To make excuses for this overprotective immune system, I would lie to people and tell them my scars were from chicken pox. While it may have been the truth in the beginning… you can only fool kids your age with that lie for so long.

5. I don’t like swimming...

I remember being 14 years old, and my friends invited me to the water park. I wanted to go so bad, but I knew I wasn’t ready to wear a swimsuit. Well I went, but I didn’t exactly arrive looking the part. I had on a black long sleeve shirt, with a long maxi skirt, ready to slide down those water slides all day long. But it didn’t go without a bunch of stares. I’m sure people were trying to figure out why in the world I had all those clothes on at the water park. I probably would have been better off going in a swimsuit and showing off my psoriasis. So from that point on when people would ask me to go swimming or to the beach, I would lie and say that I didn’t like the water. The truth was, I would have loved to go swimming, but I hated having to show my skin.

6. I don’t like people touching my feet...

A lot of my friends have invited me to a girl’s day out that composed of manicures and pedicures. I would lie and say that I didn’t like people touching my feet to avoid having to show my psoriasis covered legs.

7. It's not my thing...

I stand at 6’2”, yes I am tall for a woman, and have been this tall since high school.

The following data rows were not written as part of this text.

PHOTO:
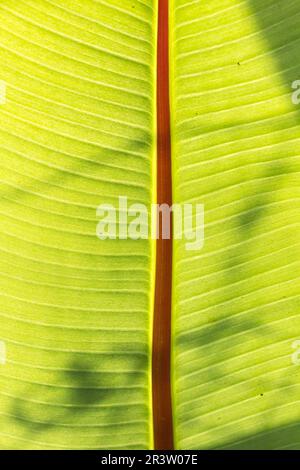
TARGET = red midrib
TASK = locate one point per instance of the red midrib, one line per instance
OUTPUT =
(162, 408)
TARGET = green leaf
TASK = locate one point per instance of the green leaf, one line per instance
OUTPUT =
(236, 146)
(77, 131)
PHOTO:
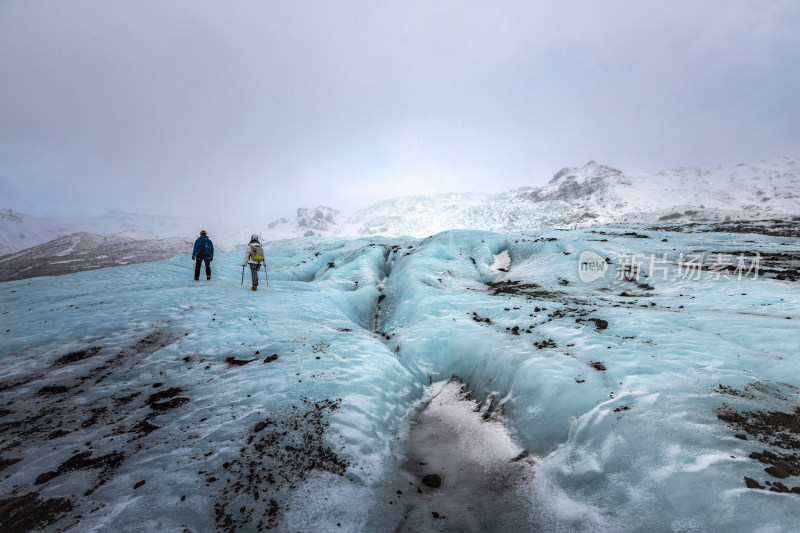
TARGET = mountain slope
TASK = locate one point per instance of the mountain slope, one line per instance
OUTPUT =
(88, 251)
(597, 194)
(19, 231)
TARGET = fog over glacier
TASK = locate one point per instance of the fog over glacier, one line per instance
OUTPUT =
(607, 379)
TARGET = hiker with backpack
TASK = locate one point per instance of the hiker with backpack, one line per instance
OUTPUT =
(203, 251)
(254, 256)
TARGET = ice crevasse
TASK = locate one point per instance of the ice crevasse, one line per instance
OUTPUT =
(603, 396)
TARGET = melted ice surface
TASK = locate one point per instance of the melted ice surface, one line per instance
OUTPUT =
(370, 324)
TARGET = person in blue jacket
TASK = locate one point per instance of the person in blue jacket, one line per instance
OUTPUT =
(203, 251)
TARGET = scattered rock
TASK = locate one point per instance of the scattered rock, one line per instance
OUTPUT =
(76, 356)
(751, 483)
(45, 477)
(233, 361)
(776, 471)
(432, 480)
(30, 512)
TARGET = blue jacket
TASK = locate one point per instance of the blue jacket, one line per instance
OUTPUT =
(201, 244)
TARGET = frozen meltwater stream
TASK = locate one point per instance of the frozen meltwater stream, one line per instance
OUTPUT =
(136, 399)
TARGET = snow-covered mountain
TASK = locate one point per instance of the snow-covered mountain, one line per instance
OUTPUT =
(19, 231)
(576, 197)
(308, 223)
(88, 251)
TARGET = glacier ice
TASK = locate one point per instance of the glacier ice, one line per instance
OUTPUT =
(603, 396)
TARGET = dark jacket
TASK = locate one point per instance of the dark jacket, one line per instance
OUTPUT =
(200, 246)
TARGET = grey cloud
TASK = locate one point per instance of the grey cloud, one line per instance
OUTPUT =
(267, 106)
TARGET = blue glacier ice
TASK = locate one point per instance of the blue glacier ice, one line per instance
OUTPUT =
(603, 396)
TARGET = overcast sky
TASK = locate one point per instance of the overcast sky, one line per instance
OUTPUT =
(248, 110)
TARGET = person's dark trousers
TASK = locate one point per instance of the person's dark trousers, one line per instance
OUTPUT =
(198, 262)
(254, 272)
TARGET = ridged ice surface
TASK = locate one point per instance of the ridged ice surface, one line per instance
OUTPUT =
(609, 389)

People would often ask me why didn’t I model or play sports, and I would tell the same lie:  “It’s just not my thing.” The truth is, I desired to play sports, but I didn’t want to wear the uniforms required to participate because I knew that would include showing my skin. If I ever get medicine that puts my psoriasis in remission, I will try to model.

There are many other fibs I’ve probably told over the years. However, years later I realize it’s easier to just tell the truth about your condition People are a lot more accepting then you may think! What lies have you told in regards to your condition?